Use the left and right arrow keys to navigate the presentation forward and backward respectively. You can also use the arrows at the bottom right of the screen to navigate with a mouse.

FAIR USE ACT DISCLAIMER:
This site is for educational purposes only. This website may contain copyrighted material, the use of which has not been specifically authorized by the copyright holders. The material is made available on this website as a way to advance teaching, and copyright-protected materials are used to the extent necessary to make this class function in a distance learning environment. The Fair Use Copyright Disclaimer is under section 107 of the Copyright Act of 1976, allowance is made for “fair use” for purposes such as criticism, comment, news reporting, teaching, scholarship, education and research.

## Outline

• The following topics will be covered in this lecture:

• A review of the central limit theorem
• Applications of the central limit theorem
• Approximate sampling distribution of a difference in sample means
• General concepts in point estimation
• Bias of estimators
• Variance of estimators
• Standard Error

## A review of the central limit theorem

• Suppose that we want to obtain an estimate of a population parameter, where the population is modeled with a random variable $$X$$.

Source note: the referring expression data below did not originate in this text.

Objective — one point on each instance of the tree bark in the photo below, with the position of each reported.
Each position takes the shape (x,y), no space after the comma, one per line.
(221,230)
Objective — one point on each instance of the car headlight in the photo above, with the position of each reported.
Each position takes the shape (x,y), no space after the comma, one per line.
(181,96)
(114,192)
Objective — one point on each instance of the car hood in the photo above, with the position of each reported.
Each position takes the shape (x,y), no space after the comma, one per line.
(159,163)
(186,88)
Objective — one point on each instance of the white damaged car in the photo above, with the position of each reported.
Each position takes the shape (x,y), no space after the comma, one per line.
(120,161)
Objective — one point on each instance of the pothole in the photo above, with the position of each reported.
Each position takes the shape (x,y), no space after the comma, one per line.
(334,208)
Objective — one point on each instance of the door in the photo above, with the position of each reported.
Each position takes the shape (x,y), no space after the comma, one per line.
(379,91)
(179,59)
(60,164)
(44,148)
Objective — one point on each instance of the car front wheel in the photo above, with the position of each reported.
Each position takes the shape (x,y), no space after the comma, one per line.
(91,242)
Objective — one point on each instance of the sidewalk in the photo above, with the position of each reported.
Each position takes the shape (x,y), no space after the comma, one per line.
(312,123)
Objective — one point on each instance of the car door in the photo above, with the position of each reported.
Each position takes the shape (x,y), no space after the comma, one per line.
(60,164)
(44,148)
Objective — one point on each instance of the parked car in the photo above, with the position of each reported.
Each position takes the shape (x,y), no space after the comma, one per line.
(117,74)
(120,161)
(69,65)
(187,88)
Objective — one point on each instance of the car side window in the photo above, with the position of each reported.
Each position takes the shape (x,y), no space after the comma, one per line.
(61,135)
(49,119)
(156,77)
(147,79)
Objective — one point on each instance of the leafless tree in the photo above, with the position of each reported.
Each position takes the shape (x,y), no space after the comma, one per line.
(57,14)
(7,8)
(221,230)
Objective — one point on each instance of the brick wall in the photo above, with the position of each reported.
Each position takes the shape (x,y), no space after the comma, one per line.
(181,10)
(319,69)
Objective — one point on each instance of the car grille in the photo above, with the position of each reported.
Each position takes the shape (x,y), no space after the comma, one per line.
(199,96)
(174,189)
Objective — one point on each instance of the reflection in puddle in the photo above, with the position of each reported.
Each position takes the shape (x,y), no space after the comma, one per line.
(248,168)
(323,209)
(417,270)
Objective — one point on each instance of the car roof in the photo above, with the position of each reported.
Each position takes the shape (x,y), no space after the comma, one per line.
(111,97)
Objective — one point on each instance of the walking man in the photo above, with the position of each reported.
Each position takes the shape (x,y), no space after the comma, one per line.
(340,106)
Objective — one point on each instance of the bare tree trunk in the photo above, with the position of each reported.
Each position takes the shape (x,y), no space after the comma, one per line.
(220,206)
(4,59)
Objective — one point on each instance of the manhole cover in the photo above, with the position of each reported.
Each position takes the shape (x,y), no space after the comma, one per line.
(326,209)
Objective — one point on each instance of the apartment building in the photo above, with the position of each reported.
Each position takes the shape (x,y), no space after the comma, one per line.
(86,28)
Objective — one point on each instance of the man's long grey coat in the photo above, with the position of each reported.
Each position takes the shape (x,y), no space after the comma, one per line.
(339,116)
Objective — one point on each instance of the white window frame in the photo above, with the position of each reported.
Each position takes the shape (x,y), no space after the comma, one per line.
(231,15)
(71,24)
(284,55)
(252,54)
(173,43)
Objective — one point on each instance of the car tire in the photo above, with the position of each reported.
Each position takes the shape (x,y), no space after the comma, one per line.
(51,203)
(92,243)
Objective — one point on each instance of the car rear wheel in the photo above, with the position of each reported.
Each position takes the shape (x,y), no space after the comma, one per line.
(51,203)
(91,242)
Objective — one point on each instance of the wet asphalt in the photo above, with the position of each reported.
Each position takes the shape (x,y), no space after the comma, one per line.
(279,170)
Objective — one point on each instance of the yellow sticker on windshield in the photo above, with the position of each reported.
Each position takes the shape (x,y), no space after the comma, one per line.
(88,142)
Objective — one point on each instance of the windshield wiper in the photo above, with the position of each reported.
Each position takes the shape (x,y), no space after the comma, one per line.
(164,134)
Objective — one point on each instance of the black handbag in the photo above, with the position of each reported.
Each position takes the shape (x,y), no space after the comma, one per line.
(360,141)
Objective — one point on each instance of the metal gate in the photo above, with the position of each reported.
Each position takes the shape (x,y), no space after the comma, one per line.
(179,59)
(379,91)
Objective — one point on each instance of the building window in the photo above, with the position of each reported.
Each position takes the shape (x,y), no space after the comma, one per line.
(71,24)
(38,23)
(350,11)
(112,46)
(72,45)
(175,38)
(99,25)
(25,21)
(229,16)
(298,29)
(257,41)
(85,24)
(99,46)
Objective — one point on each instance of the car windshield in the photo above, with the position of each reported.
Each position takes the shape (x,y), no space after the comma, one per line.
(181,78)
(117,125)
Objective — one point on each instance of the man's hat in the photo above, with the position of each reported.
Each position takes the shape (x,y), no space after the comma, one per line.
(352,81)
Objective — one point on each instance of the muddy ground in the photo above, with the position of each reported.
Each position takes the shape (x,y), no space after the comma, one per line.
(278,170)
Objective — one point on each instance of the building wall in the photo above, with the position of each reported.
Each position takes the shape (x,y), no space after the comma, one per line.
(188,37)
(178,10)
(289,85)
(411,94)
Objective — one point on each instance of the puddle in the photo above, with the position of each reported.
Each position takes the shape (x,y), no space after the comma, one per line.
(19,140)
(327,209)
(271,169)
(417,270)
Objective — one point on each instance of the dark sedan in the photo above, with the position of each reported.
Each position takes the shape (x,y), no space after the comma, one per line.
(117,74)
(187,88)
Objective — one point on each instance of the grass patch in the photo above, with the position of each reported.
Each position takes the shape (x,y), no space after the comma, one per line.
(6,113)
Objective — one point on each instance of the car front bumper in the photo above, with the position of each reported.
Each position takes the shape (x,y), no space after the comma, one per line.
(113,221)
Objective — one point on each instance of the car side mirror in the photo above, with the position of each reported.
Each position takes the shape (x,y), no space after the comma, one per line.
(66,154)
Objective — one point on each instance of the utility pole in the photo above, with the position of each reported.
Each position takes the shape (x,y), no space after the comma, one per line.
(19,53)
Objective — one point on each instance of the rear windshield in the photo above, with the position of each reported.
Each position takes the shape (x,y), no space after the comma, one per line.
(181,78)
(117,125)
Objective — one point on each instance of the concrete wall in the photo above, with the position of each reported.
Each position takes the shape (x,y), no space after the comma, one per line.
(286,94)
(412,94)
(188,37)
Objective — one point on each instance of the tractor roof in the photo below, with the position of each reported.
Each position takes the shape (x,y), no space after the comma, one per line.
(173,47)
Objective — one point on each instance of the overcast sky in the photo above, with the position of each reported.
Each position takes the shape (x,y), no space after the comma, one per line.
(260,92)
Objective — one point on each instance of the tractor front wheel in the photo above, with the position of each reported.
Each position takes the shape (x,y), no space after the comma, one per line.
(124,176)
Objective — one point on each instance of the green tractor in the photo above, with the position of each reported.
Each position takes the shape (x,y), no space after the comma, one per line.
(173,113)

• We know that before the data are collected, the observations are considered to be random variables,

• i.e., we treat an independent sequence of measurements of $$X$$,

$X_1, X_2, \cdots , X_n$

• as random variables all drawn from a parent distribution $$X \sim F(x)$$ (where the CDF will define the distribution).
Random sample
The random variables $$X_1 , X_2, \cdots , X_n$$ are a random sample of size $$n$$ if the $$X_i$$’s are independent random variables and every $$X_i$$ has the same probability distribution.
• We then say that the measurements we obtain are possible outcomes of the sample variables $$\{X_i\}_{i=1}^n$$; particularly, if we make a computation of the sample mean,

$\overline{X} = \frac{1}{n} \sum_{i=1}^n X_i$

the above is treated as a random variable (a linear combination of random variables) which has a random outcome, dependent on the realizations of the $$X_i$$.

### A review of the central limit theorem

• Generally, if we are sampling from a population that has an unknown probability distribution, the sampling distribution of the sample mean will still be approximately normal with mean $$\mu$$ and variance $$\frac{\sigma^2}{n}$$ if the sample size $$n$$ is large.

• This is one of the most useful theorems in statistics, called the central limit theorem:

The central limit theorem
Let $$X_1 , X_2 , \cdots , X_n$$ be a random sample of size $$n$$ taken from a population with mean $$\mu$$ and finite variance $$\sigma^2$$ and $$\overline{X}$$ be the sample mean. Then the limiting form of the distribution of $Z = \frac{\overline{X} - \mu}{\frac{\sigma}{\sqrt{n}}}$ as $$n \rightarrow \infty$$ is the standard normal distribution.
• Put another way, for $$n$$ sufficiently large, $$\overline{X}$$ has approximately a $$N\left(\mu, \frac{\sigma^2}{n}\right)$$ distribution – this says the following.

• Suppose we take a sample of size $$n$$ and compute the sample mean $$\overline{X}$$.
• Then suppose we replicate this sample and record the observed realizations for the sample mean $$\overline{x}_1, \overline{x}_2, \cdots$$.
• If the sample size $$n$$ is lage, these data points $$\overline{x}_1, \cdots$$ will be approximately bell shaped with the following properties:
• the bell will be centered approximately at $$\mu$$, the true population mean;
• the spread of the data around the center will be given by approximately by the standard deviation $$\frac{\sigma}{\sqrt{n}}$$.
• Particularly, if $$n$$ is very large, the observed sample means will be very close to the center (the true mean).

### Central limit theorem continued

• As a visualization of the concept, suppose again that we have a random sample indexed by $$j$$ $X_{j,1}, \cdots, X_{j,n}.$
• We will make replications for $$j=1,\cdots,m$$ and get a random variable for sample mean indexed by $$j$$, $\overline{X}_j = \frac{1}{n}\sum_{i=1}^n X_{j,i}.$
• When we observe a realization of $$\overline{X}_j=\overline{x}_j$$ or respectively the sample $X_{j,1}=x_{j,1}, \cdots, X_{j,n}=x_{j,n},$ we record these fixed numerical values.